La comprensión que nos puede dar, como espectadores, una obra de teatro sobre un asunto histórico, sociocultural, humano en definitiva, ese aprendizaje que sucede mientras vemos algo sobre un escenario, es absolutamente placentero, incluso cuando lo que vemos es dramático, trágico o doloroso. “Belleza que duele” escribió Nacho Garzón a propósito de Himmelweg en su crítica allá por el 2003. Buena parte del teatro de Mayorga produce este efecto, y es porque nunca pierde de vista que hay un espectador que tiene derecho a transitar lugares de sus obras que el autor deja iluminados para ellos, como calles con tiendas de llamativos escaparates; las tiendas que visite el espectador y lo que compre o no allí ya escapa al control del autor.

Pero la invitación a transitar esas zonas abiertas del relato está claramente en sus obras, eso es indiscutible. Hace falta un espectador valiente, decidido, determinado, consciente de ese poder y un punto aventurero, un espectador que seguramente obtenga una recompensa muy valiosa para su intelecto. Sabrá más, será más sabio, conocerá más y mejor, siempre habrá aprendido algo o tendrá más claves y más recursos para cuestionar los temas o las ideas propuestas en cada momento. Porque Mayorga no da respuestas, sino que propicia las preguntas.
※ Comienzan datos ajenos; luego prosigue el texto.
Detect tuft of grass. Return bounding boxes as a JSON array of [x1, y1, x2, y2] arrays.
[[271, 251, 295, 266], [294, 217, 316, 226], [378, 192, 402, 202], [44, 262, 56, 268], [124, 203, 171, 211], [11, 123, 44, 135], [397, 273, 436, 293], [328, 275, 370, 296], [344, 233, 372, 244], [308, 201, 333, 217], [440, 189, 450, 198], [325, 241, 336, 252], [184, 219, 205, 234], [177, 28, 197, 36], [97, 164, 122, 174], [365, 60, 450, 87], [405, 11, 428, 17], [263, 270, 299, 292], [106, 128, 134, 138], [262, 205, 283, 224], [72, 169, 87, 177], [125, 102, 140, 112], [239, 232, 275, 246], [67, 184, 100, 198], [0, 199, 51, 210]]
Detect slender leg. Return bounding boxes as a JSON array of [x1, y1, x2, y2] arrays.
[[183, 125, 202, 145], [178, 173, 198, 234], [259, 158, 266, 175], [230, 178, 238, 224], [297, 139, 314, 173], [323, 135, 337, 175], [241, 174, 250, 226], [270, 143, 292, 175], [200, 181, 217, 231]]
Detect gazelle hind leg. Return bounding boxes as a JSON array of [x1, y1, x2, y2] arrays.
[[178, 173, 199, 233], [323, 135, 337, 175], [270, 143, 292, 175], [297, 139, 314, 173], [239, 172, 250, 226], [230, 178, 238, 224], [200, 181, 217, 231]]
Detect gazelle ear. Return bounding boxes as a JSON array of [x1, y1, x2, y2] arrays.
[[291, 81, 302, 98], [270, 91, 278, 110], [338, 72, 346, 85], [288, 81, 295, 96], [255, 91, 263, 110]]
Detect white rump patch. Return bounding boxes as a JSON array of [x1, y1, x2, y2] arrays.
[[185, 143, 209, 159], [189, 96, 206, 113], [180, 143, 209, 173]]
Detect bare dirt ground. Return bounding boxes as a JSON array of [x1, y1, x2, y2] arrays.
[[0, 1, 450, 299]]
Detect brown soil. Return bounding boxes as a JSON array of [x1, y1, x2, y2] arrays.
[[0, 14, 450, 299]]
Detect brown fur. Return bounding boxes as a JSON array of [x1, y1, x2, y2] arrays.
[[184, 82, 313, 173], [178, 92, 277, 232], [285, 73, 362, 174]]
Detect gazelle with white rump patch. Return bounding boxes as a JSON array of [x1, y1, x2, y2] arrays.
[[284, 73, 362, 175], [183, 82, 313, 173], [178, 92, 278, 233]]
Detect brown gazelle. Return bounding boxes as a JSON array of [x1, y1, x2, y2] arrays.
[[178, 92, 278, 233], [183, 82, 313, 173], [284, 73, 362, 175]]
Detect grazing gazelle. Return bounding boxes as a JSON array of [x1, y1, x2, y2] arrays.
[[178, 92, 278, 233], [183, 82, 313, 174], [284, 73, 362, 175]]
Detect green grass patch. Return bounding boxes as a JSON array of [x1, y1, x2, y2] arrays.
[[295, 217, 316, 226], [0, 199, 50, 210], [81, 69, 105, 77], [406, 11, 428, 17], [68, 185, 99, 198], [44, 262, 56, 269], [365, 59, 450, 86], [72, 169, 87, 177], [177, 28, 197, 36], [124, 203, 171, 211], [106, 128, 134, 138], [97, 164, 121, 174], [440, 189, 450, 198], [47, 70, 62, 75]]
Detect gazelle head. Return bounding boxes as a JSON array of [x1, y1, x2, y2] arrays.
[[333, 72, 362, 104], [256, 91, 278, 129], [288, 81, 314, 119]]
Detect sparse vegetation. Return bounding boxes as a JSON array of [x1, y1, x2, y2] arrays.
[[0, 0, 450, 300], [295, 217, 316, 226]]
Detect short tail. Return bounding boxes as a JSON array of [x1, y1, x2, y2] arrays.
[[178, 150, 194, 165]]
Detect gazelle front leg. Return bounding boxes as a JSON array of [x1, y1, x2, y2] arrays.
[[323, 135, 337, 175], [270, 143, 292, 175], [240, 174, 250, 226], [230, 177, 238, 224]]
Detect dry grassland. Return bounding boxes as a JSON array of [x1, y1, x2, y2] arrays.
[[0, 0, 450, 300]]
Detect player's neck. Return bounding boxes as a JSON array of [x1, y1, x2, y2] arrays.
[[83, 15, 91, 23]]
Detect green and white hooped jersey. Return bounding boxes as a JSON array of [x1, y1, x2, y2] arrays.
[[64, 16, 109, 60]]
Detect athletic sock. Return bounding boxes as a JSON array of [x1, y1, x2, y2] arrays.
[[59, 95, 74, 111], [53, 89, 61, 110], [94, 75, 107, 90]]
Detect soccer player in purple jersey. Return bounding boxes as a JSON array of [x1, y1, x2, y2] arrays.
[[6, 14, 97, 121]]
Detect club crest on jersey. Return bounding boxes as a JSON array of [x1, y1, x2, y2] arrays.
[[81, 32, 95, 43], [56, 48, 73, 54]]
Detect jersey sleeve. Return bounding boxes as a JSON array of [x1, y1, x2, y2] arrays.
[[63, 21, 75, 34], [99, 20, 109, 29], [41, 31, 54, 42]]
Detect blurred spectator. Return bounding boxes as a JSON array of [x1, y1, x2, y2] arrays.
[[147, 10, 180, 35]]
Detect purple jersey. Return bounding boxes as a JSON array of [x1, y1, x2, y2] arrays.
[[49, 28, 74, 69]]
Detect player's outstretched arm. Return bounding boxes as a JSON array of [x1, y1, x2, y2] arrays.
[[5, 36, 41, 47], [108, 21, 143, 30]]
Esto mismo dicen pretenderlo muchos creadores escénicos. Unos lo conseguirán más que otros, pero Mayorga va más allá, porque su teatro invita a dudar, a sospechar y hasta a desconfiar de lo que se pone en juego en cada una de sus obras. En ese camino crítico, de cuestionamiento, nos encontraremos mirándonos a nosotros mismos, no por identificación con tal o cual personaje, sino por reconocimiento del ser humano en todas sus dimensiones, las mejores y las peores, porque todas ellas habitan en cada uno de nosotros en tanto que esenciales.

Himmelweg es un ejemplo paradigmático de esto. No nos vamos a identificar con el hijo de puta del nazi ni con el pobre Gottfried, pero reconoceremos las dinámicas de representación fraudulenta de la realidad. Cada cual hará su propia lectura. Yo me lo llevaré a un terreno más en consonancia con mis preocupaciones, pensaré en los medios de comunicación que fabrican noticias con el fin de generar tensiones políticas o sociales que influyan en la opinión pública en un sentido u otro. Habré creado, junto a Mayorga, una obra que habla del fraude de los medios serviles que le ponen el culo una y otra vez a los poderes económicos para ser sodomizados a conciencia. El por qué lo hagan me importa poco. Otra persona creará en su cabeza, con su propia imaginación y sus marcos de referencia habituales, cualquier otra cosa, tan legítima como la mía o como la del propio Mayorga.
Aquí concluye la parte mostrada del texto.